A main point of counterinsurgency operations is that ensuring the safety of the people and giving them an economic and political incentive to oppose the insurgency is more important than fighting the insurgents themselves. Insurgencies wither on the vine without popular support. Thus the first big change would be to de-emphasize chasing insurgents around the Sunni Triangle, and to instead put a higher priority on protecting Iraqis as they go about their daily lives.Pollack goes on to acknowledge that to be successful will require significantly more troops than we now have in Iraq. But if we provide the resources, Iraq can be won.
Many Iraqis will tell you that they are less concerned about terrorist attacks than about street crime and the burgeoning organized crime syndicates, which scare them into staying home and hinder the distribution of goods, paralyzing Iraq's economic and social life.
Krugman says that we should set a timetable for withdrawal. He says that
if the Iraqi government knew that our support had an expiration date, it would both look to its own defenses and, more important, try harder to find a political solution to the insurgency.Both Krugman (PK) and Pollack (KP) make a good case. They may both be right. The fear with Krugman's plan is that we are giving up control and will have little to say about the Iraq that emerges. The fear with Pollack's plan is that it may not work and we may be stuck trying to make it work indefinitely. With Pollack's plan we remain engaged and have some basic control over what happens in Iraq. But that control may be costly. With Krugman's plan we are disengaging and hoping that things will turn out ok. Befroe either Krugman or Pollack gain the support of a significant majority of Americans they will have to clarify the worst case scenarios of their respective plans and tell us what we would do in those situations.
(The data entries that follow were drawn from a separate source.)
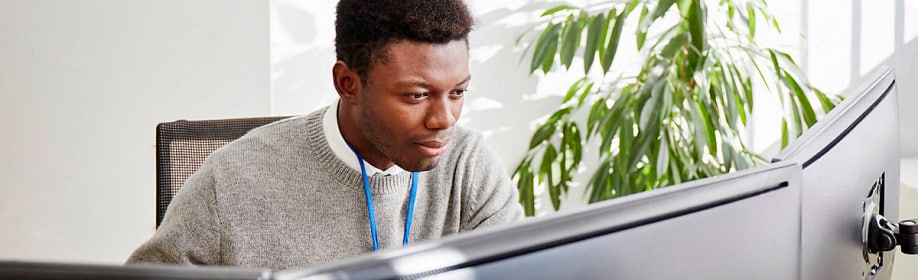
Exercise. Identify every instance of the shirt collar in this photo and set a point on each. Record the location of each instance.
(342, 151)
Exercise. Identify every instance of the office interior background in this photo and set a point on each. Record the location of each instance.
(84, 83)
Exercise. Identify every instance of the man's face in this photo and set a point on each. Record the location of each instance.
(412, 99)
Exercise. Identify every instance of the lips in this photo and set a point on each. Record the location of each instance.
(432, 148)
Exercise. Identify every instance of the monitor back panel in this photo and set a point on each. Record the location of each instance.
(850, 165)
(753, 238)
(743, 225)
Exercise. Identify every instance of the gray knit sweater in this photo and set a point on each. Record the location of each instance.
(279, 198)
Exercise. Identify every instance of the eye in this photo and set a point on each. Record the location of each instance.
(416, 96)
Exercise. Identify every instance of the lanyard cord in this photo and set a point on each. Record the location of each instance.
(371, 212)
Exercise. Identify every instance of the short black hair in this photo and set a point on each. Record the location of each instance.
(364, 28)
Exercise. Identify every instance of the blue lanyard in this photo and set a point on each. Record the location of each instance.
(366, 190)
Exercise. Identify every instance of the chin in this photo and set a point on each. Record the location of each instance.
(419, 166)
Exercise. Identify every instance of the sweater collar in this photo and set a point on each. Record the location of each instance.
(338, 169)
(341, 150)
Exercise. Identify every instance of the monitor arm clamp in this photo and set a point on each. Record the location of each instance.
(883, 235)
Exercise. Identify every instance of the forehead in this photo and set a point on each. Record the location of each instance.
(416, 60)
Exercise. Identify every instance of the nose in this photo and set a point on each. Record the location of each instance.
(442, 113)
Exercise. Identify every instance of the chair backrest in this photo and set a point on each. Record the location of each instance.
(182, 146)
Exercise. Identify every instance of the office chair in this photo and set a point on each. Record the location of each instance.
(182, 146)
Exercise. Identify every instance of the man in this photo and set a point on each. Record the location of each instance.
(383, 168)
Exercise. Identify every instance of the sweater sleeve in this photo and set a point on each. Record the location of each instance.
(493, 197)
(189, 233)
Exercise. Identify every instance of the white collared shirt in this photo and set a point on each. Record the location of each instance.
(341, 149)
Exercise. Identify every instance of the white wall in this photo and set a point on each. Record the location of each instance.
(82, 86)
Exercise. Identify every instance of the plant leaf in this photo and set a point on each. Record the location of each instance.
(570, 42)
(641, 33)
(612, 47)
(557, 9)
(751, 11)
(545, 48)
(596, 31)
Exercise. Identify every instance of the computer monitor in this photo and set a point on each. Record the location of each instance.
(743, 225)
(71, 271)
(850, 162)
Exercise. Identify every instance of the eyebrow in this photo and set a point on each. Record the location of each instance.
(426, 85)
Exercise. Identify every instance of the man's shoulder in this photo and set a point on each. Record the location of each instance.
(282, 135)
(464, 138)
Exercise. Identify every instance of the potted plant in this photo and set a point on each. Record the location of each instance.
(680, 116)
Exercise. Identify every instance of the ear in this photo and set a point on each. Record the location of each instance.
(347, 82)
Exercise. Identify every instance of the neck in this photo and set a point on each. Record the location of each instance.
(348, 127)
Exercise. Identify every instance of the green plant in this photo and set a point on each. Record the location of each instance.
(680, 117)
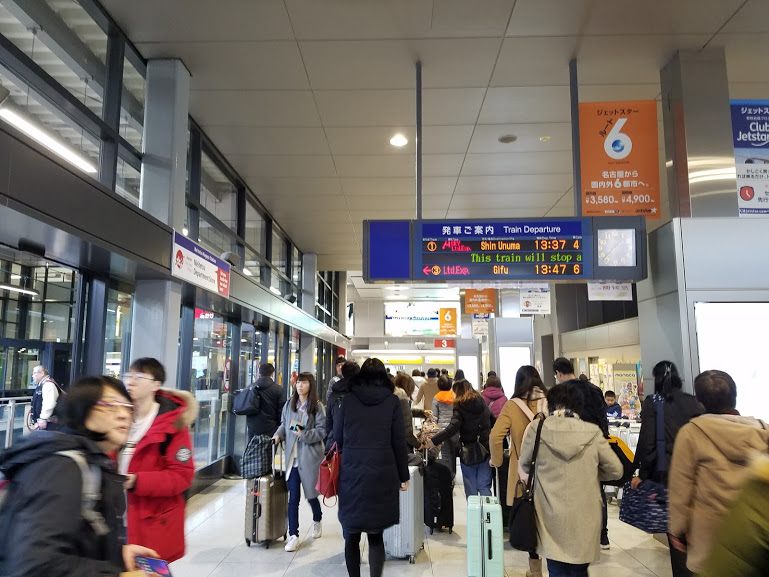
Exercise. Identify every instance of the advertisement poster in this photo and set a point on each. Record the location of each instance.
(608, 291)
(197, 266)
(535, 301)
(619, 158)
(750, 129)
(478, 302)
(448, 318)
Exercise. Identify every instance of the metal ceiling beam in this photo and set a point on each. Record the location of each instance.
(64, 43)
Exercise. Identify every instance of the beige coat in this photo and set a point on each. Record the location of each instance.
(709, 466)
(513, 421)
(573, 459)
(427, 392)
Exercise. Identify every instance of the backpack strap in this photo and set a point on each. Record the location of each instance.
(91, 491)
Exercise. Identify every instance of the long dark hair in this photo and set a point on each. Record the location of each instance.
(81, 400)
(666, 379)
(526, 380)
(312, 396)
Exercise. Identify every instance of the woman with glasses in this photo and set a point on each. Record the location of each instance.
(63, 512)
(157, 459)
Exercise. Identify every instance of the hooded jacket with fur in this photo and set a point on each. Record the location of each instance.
(710, 465)
(164, 466)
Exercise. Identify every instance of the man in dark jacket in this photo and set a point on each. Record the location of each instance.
(271, 400)
(593, 411)
(339, 389)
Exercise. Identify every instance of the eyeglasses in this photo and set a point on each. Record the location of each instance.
(113, 406)
(136, 376)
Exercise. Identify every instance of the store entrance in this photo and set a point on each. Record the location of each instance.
(19, 356)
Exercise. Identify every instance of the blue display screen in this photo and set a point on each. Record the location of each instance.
(502, 250)
(387, 250)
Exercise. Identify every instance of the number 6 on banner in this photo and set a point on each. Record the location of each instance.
(618, 145)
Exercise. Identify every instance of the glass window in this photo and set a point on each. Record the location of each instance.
(210, 374)
(279, 252)
(254, 228)
(75, 57)
(117, 333)
(217, 194)
(33, 115)
(132, 105)
(128, 182)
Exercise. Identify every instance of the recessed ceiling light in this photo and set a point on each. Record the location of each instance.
(399, 140)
The Iraq that emerges once U.S. forces are gone won't bear much resemblance to the free-market, pro-American, Israel-friendly democracy the neocons promised. But it will pose less of a terrorist threat than the Iraq we have now.
Remember, Iraq wasn't a breeding ground for terrorists before we went there. All indications are that the foreign terrorists now infesting Iraq are there on the sufferance of a homegrown insurgency that finds them useful for the moment but that, brutal as it is, isn't interested in an apocalyptic confrontation with the Western world. Once we're no longer targets, the foreign terrorists won't be welcome.